Domain Keys Identified Mail (DKIM) – A DNS record that adds encryption to all of your outgoing emails so the servers can see that your email content hasn’t been tampered with.
Domain-based Message Authentication, Reporting, and Conformance (DMARC) – A DNS protocol that uses both SPF and DKIM to assist ISPs when validating the authenticity of your emails.
3. Improve IP reputation
Having a positive IP reputation is as equally important as having a good domain one.
If your IP address gets a bad rep, all of your emails will be either blocked or simply end up in the spam folder - and your domain reputation will suffer along the way too.
ISPs are doing everything they can to protect their users from spam and malicious content, so if you have a less-than-stellar IP reputation, your emails might not get delivered to your subscribers.
4. Avoid spammy words
Spam filters are sensitive to the content that your emails contain, especially for risky words that just attract attention and mislead the readers.
Due to this fact, try to avoid words like “FREE”, “75% OFF”, “BUY RIGHT NOW”, etc., since it will just increase the chance that your emails will end up in spam folders.
The same can be applied to click-bait titles or claims in your emails that are promising some prize but in reality leading to something completely different.
Here is a list of spammy words that you should not include in your emails if you want to have a positive IP reputation (collected by Mailjet):
5. Provide high-quality content
Writing a good and relevant email copy does not probably need an explanation - if your email content seems like a scam, recipients won't click on any of your promotion links (and probably won't open your messages in the future ever again).
At the end of the day, with scammy content, you will probably get a lot of spam reports - which will hurt your domain warm-up process as well as your domain reputation overall.
Although creating a good email copy is a little bit of an art and requires some marketing skills, there are a few ways how you can improve your email content immediately:
Personalize the message - whether it is the name or the location of the recipient, writing a personalized email will keep the reader engaged and more willing to read your full message.
Keep the optimal length - depending on the type of your email, you might consider creating a shorter (or longer) version of your content. In cases like sales emails or lead generation, nobody likes to read tons of text (especially if it is just a reminder of some product promotion or discount). On the other hand, newsletters or marketing emails tend to have slightly longer content.
Make it readable - try to keep sentences short and concise, divided into small paragraphs, and with an easy-to-read font that users can quickly scan.

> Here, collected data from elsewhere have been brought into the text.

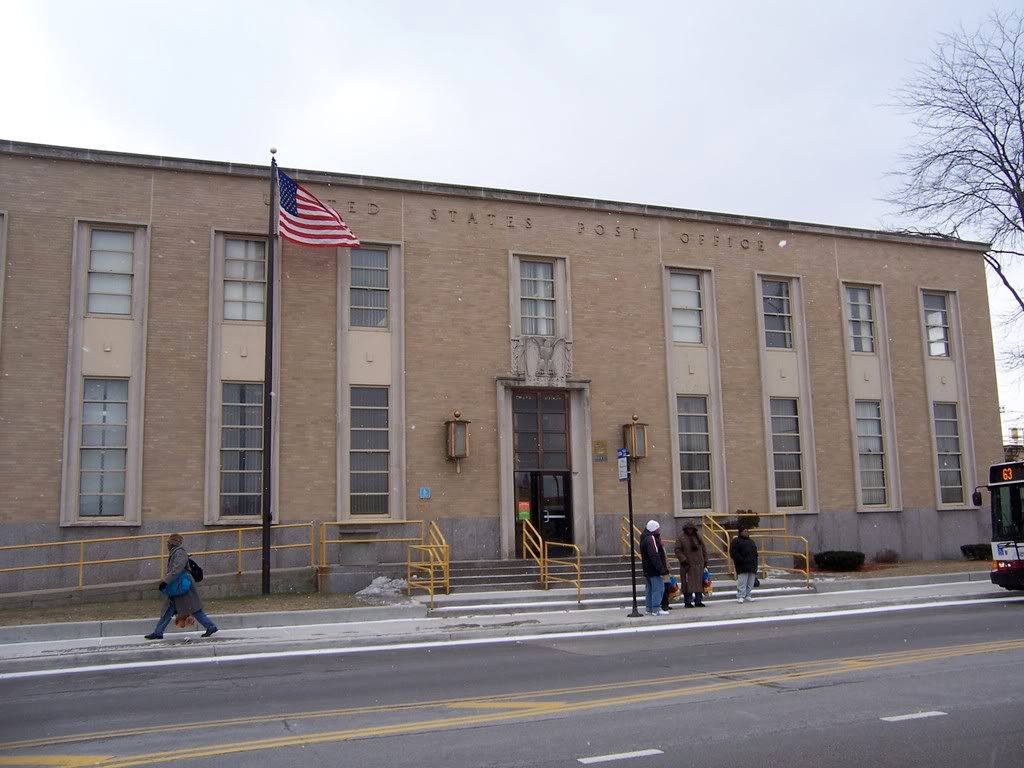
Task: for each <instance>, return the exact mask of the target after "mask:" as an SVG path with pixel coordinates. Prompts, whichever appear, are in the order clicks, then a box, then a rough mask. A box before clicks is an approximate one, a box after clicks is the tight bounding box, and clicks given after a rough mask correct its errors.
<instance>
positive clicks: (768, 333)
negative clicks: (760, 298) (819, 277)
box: [761, 278, 793, 349]
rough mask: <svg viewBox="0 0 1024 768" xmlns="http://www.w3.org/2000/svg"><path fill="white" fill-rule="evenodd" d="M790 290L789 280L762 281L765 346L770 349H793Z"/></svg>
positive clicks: (769, 279) (790, 299) (761, 298)
mask: <svg viewBox="0 0 1024 768" xmlns="http://www.w3.org/2000/svg"><path fill="white" fill-rule="evenodd" d="M790 288H791V286H790V281H787V280H775V279H770V278H762V279H761V303H762V307H763V310H764V324H765V346H766V347H768V348H769V349H793V305H792V303H791V296H790V293H791V292H790Z"/></svg>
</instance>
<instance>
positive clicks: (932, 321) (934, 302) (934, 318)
mask: <svg viewBox="0 0 1024 768" xmlns="http://www.w3.org/2000/svg"><path fill="white" fill-rule="evenodd" d="M924 298H925V332H926V333H927V334H928V354H929V355H931V356H932V357H948V356H949V309H948V306H947V304H946V295H945V294H944V293H926V294H925V297H924Z"/></svg>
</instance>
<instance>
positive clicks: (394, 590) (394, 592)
mask: <svg viewBox="0 0 1024 768" xmlns="http://www.w3.org/2000/svg"><path fill="white" fill-rule="evenodd" d="M404 591H406V580H404V579H388V578H387V577H377V578H376V579H375V580H374V581H372V582H371V583H370V586H368V587H366V588H365V589H361V590H359V591H358V592H356V593H355V596H356V597H376V598H395V597H402V596H403V595H404Z"/></svg>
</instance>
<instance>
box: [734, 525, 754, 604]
mask: <svg viewBox="0 0 1024 768" xmlns="http://www.w3.org/2000/svg"><path fill="white" fill-rule="evenodd" d="M738 534H739V536H737V537H736V538H735V539H733V540H732V543H731V544H730V545H729V555H730V556H731V557H732V564H733V566H735V568H736V602H737V603H741V602H750V601H751V600H753V599H754V598H753V597H751V590H753V589H754V582H755V581H756V580H757V578H758V545H757V544H756V543H755V541H754V540H753V539H751V532H750V528H748V527H746V526H745V525H740V526H739V529H738Z"/></svg>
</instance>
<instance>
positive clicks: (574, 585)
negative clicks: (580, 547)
mask: <svg viewBox="0 0 1024 768" xmlns="http://www.w3.org/2000/svg"><path fill="white" fill-rule="evenodd" d="M554 547H561V548H563V549H567V550H569V557H552V556H551V550H552V548H554ZM544 562H545V564H546V569H545V570H546V577H547V578H546V583H545V584H544V589H550V588H551V583H552V582H558V583H560V584H570V585H572V586H573V587H575V589H577V603H578V604H580V603H581V602H582V600H583V568H582V567H581V564H580V548H579V547H577V546H575V545H574V544H562V543H561V542H545V543H544ZM552 565H555V566H558V565H560V566H562V567H566V568H568V569H569V575H562V574H561V573H552V572H551V566H552ZM573 575H574V578H570V577H573Z"/></svg>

6. Maintain regular conversations
Creating positive engagement and getting responses is a huge plus for your domain reputation - but that is just half of the work.
When getting answers to your messages, try to keep up the conversations flowing and reply to users who wrote you back.

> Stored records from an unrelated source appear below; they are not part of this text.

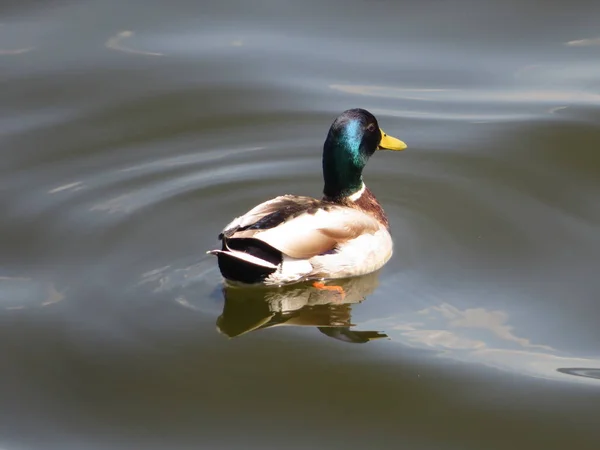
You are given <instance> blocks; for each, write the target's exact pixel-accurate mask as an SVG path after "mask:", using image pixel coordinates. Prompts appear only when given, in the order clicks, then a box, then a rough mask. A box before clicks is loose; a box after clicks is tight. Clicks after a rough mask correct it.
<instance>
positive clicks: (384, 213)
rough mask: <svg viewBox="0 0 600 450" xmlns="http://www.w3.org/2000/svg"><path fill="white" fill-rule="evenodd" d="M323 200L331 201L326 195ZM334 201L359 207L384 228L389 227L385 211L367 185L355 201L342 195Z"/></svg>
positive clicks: (344, 204)
mask: <svg viewBox="0 0 600 450" xmlns="http://www.w3.org/2000/svg"><path fill="white" fill-rule="evenodd" d="M323 200H327V201H332V200H331V199H329V198H327V197H325V198H324V199H323ZM334 202H335V203H337V204H340V205H344V206H348V207H350V208H354V209H360V210H361V211H363V212H365V213H367V214H369V215H370V216H372V217H374V218H375V219H377V221H378V222H379V223H381V224H382V225H384V226H385V227H386V228H388V229H389V227H390V225H389V222H388V219H387V216H386V215H385V211H384V210H383V208H382V207H381V205H380V204H379V202H378V201H377V199H376V198H375V196H374V195H373V193H372V192H371V190H370V189H369V188H368V187H365V190H364V192H363V193H362V195H361V196H360V197H359V198H357V199H356V200H355V201H352V200H350V199H349V198H348V197H344V198H342V199H340V200H334Z"/></svg>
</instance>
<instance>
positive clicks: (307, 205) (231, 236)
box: [222, 196, 380, 259]
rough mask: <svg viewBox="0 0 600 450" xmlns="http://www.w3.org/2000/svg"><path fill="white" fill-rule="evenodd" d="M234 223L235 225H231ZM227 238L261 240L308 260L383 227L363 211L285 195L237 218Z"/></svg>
mask: <svg viewBox="0 0 600 450" xmlns="http://www.w3.org/2000/svg"><path fill="white" fill-rule="evenodd" d="M232 224H233V226H232ZM232 224H230V225H228V226H227V227H226V229H225V230H224V231H223V233H222V235H223V236H224V237H225V239H226V240H227V239H238V238H253V239H258V240H260V241H262V242H265V243H266V244H268V245H270V246H271V247H274V248H276V249H277V250H279V251H280V252H282V253H283V254H285V255H287V256H290V257H292V258H298V259H307V258H311V257H313V256H316V255H321V254H323V253H326V252H328V251H330V250H333V249H334V248H335V247H336V246H337V245H338V244H341V243H343V242H346V241H349V240H351V239H354V238H356V237H358V236H360V235H362V234H372V233H375V232H376V231H378V230H379V229H380V224H379V222H377V220H375V219H374V218H373V217H371V216H369V215H367V214H365V213H363V212H362V211H359V210H356V209H353V208H349V207H346V206H341V205H337V204H334V203H330V202H325V201H322V200H317V199H314V198H310V197H298V196H282V197H277V198H275V199H273V200H270V201H268V202H265V203H263V204H261V205H258V206H257V207H256V208H254V209H252V210H250V211H249V212H248V213H246V214H245V215H244V216H241V217H239V218H236V219H235V220H234V221H233V222H232Z"/></svg>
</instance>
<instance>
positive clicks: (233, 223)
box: [219, 195, 321, 239]
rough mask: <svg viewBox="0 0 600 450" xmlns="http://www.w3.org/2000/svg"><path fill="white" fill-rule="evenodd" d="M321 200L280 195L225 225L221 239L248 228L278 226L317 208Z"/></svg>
mask: <svg viewBox="0 0 600 450" xmlns="http://www.w3.org/2000/svg"><path fill="white" fill-rule="evenodd" d="M320 204H321V201H320V200H317V199H315V198H312V197H306V196H299V195H280V196H279V197H275V198H273V199H271V200H267V201H266V202H263V203H261V204H260V205H257V206H255V207H254V208H252V209H251V210H250V211H248V212H247V213H245V214H244V215H242V216H239V217H236V218H235V219H233V220H232V221H231V222H230V223H229V224H227V225H226V226H225V228H224V229H223V231H222V232H221V234H220V235H219V239H222V238H223V237H225V238H231V237H233V236H234V234H235V233H237V232H240V231H246V230H266V229H269V228H273V227H276V226H277V225H280V224H281V223H283V222H285V221H286V220H289V219H291V218H293V217H295V216H297V215H299V214H301V213H303V212H306V211H309V210H311V209H313V208H317V207H318V206H319V205H320Z"/></svg>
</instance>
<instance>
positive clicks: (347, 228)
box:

Having regular conversations is a strong signal for email service providers that your email account is trustworthy - which leads to a quicker warmup of your email domain.
7. Clean your email lists
Regular cleaning of your email lists will help you save your resources as well as keep your open rates and CTRs high (since you will be keeping only email addresses that are used by real people).
Cleaning your email lists can also help you get rid of the users who simply are not interested in your content anymore (and probably won't read your emails even after 5 or 10 email campaigns).
To get rid of invalid email addresses, spam traps, or soft bounces, you need to use tools like EmailListVerify that can automatically “catch” and delete these types of addresses for you.